Yes. And there was a thread back in April(?) stating it had been updated, but I am brain dead as to where to look.                                                                  
 Even since then we've probably had a couple hundred new members. I know they don't all post, but 
there's got to be hundreds on the map, even outdated.

That's why I like when new members post their location. And so many don't.


----------



## Alix (Jul 23, 2008)

DC Map. Here you go.


----------



## Maverick2272 (Jul 23, 2008)

Uh... was there a link in there Alix??

I have some fresh coffee if you need it...


----------



## JillBurgh (Jul 23, 2008)

Alix said:


> DC Map. Here you go.



?
Did I miss it?

Okie Dokie that's better!


----------



## Maverick2272 (Jul 23, 2008)

Oh sure, now the link shows up and I look like an idiot now, LOL.


----------



## Alix (Jul 23, 2008)

SHUT UP! Geez! Two seconds of dorkiness can't get missed in this place. LOLOLOL! (And yes to the coffee please!)


----------



## Maverick2272 (Jul 23, 2008)

We are soo on the ball, the ball is scared of us!

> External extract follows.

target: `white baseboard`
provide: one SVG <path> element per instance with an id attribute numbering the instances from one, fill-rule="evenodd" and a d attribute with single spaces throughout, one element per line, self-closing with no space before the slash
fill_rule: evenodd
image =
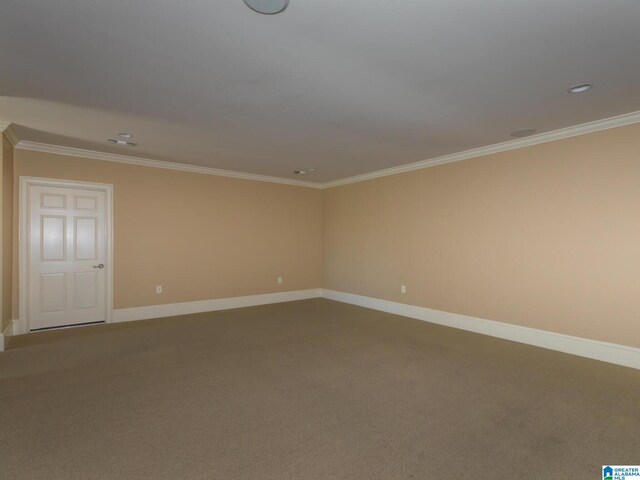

Or maybe it is too much coffee, you should come drink some so there is less for me, LOL.


----------



## JillBurgh (Jul 23, 2008)

Alix said:


> SHUT UP! Geez! Two seconds of dorkiness can't get missed in this place. LOLOLOL! (And yes to the coffee please!)





Maybe this is a sign that I need to start getting out more.


----------



## Maverick2272 (Jul 23, 2008)

Looking at the map, I could see taking a week or two week long vacation touring thru Southern Canada on the way out to Vancouver, then coming back via the northern states... anybody else ever thought of that? taking a trip that basically went from one place to another in a big circle or oval that takes you to other members cities?


----------



## quicksilver (Jul 23, 2008)

Maverick2272 said:


> Looking at the map, I could see taking a week or two week long vacation touring thru Southern Canada on the way out to Vancouver, then coming back via the northern states... anybody else ever thought of that? taking a trip that basically went from one place to another in a big circle or oval that takes you to other members cities?


 
I could see lots of free and good eats in that. Recipes too!
YIPPI! AND AWAY WE GO!!! Would love to get out of Fl.
in Sept., just when the leaves are changing, the apples are ready and the last of the years corn (or is that Aug. for corn?)                                                               
But I want a month.


----------



## Linda123 (Jul 23, 2008)

Is there a way to move your "placement"? I didn't zoom in enough before I posted my spot.

Thanks


----------



## B'sgirl (Jul 24, 2008)

Um, that link didn't work for me. All I got was "page not found"


----------



## Alix (Jul 25, 2008)

Try it now B'sgirl. We were upgrading yesterday and you might have been in the middle of that.


----------



## GrillingFool (Jul 25, 2008)

Link is still broken.


----------



## Alix (Jul 25, 2008)

Does this one work?


----------



## Adillo303 (Jul 25, 2008)

Hi Alix - That link gets to the thread. When I click on the link in the thread, I get page cannot be displayed.

AC


----------



## Alix (Jul 25, 2008)

So its the actual MAP link that is broken? Ok, let me work on that for a minute.


----------



## JoeV (Jul 28, 2008)

Pretty neat! I added myself and it actually stored the information. I'll have to call my son and tell him I'm not really the techno-Dork that he thinks I am.


----------



## B'sgirl (Jul 28, 2008)

I finally found it! I just added my lone little butterfly icon. Nobody is from the midwest! You are all in the east or in California!


----------